Peer to peer loans – the basics

A Zopa-innovated credit phenomenon called peer to peer lending has entered the marketplace to link people who save directly with those who need to borrow money, such as through short term loans.

Savers and borrowers register on a peer to peer website dubbed a kind of ‘eBay for money’. Savers are making deposits in peer to peer accounts, in order to fund retirement or a home revamp. Although deposits are not protected as in traditional bank accounts or pension schemes, peer to peer web-based accounts are offering savers higher earnings.

The way it works is that the savings deposited are spread between borrowers. On a loan amount of say £4,500, a borrower may pay an 8.4% APR, while a saver may gain 7.4% pre-tax annual interest on a deposit of £5,000.

A representative example peer to peer loan includes:

  • Pay approximately £154.26 per month over three years to borrow £5,000.
  • Pay approximately £5,553.49 after three years.
  • Charged 5.9% interest including a borrowing fee of £90.00.
  • Credit over three years totals £5,090.00.
  • Pay an APR of 7.2% totalling £463.49 interest.

Savers may deposit amounts from £10 upwards and borrowers may apply for loan amounts starting at £10. Alternative short term lending, through non-peer to peer banks and creditors, does not offer this type of minimal loan amount level with favourable interest rates.

Borrowers benefit from lower APR costs and savers benefit from higher gains than typical bank savings accounts. Even though savers are faced with the risk of having no guarantee that they will have their money returned, peer to peer loans are growing in popularity.

As an alternative to a potentially costly short term loan for bridging payment of expenses before receipt of wages or salary, peer to peer short term lending meets the needs of diverse borrowers. Peer to peer loans are not protected by the Financial Services Compensation Scheme, but Zopa is licensed by the Office of Fair Trading.

To minimise risk in peer to peer lending, peer to peer providers create £10 savings spreads between borrowers. Peer to peer loans have so far incurred minimal default and may, in the future, substantially challenge current high street banking practice. Bringing savers and borrowers directly together can reduce the cost of lending to borrowers, such as those wishing to access short term lending, and raises income potential for savers.
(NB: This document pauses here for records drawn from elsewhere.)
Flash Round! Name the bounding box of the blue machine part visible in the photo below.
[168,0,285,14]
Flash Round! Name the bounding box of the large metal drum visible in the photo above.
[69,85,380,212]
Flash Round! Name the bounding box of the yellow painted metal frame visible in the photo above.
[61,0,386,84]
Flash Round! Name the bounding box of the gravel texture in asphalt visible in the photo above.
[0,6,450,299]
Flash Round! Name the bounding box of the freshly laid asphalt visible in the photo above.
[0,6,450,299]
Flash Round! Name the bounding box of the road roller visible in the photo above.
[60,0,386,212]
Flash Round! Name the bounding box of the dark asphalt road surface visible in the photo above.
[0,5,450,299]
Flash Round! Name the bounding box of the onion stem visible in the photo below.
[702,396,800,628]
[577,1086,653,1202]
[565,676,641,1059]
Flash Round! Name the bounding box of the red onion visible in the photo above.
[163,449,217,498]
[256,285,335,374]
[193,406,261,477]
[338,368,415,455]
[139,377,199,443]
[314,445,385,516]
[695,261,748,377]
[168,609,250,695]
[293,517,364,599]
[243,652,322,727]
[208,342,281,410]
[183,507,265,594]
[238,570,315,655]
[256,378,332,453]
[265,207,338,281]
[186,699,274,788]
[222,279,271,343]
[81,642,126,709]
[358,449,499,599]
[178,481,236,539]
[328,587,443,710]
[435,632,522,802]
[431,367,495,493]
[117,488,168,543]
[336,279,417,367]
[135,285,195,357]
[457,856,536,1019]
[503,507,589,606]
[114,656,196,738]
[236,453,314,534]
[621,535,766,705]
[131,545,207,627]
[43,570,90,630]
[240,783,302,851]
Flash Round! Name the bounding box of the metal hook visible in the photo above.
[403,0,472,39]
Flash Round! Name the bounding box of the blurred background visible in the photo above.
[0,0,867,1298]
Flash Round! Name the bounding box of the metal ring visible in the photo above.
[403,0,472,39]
Setting up a peer to peer loan account

The basics of setting up peer to peer loans include:

  • Registering for a peer to peer account.
  • Getting a quick quote by entering a chosen loan amount, rate and term.
  • Lending starts at £10.
  • A current APR and quote is immediately provided.
  • To proceed with application, personal details are entered.
  • Borrowers are credit checked.
  • Within 24 hours weekday, a loan decision is granted.
  • A nominal fee is added to the loan if approved.

Peer to peer loan quotes and applications do not leave a trail on individual credit reports.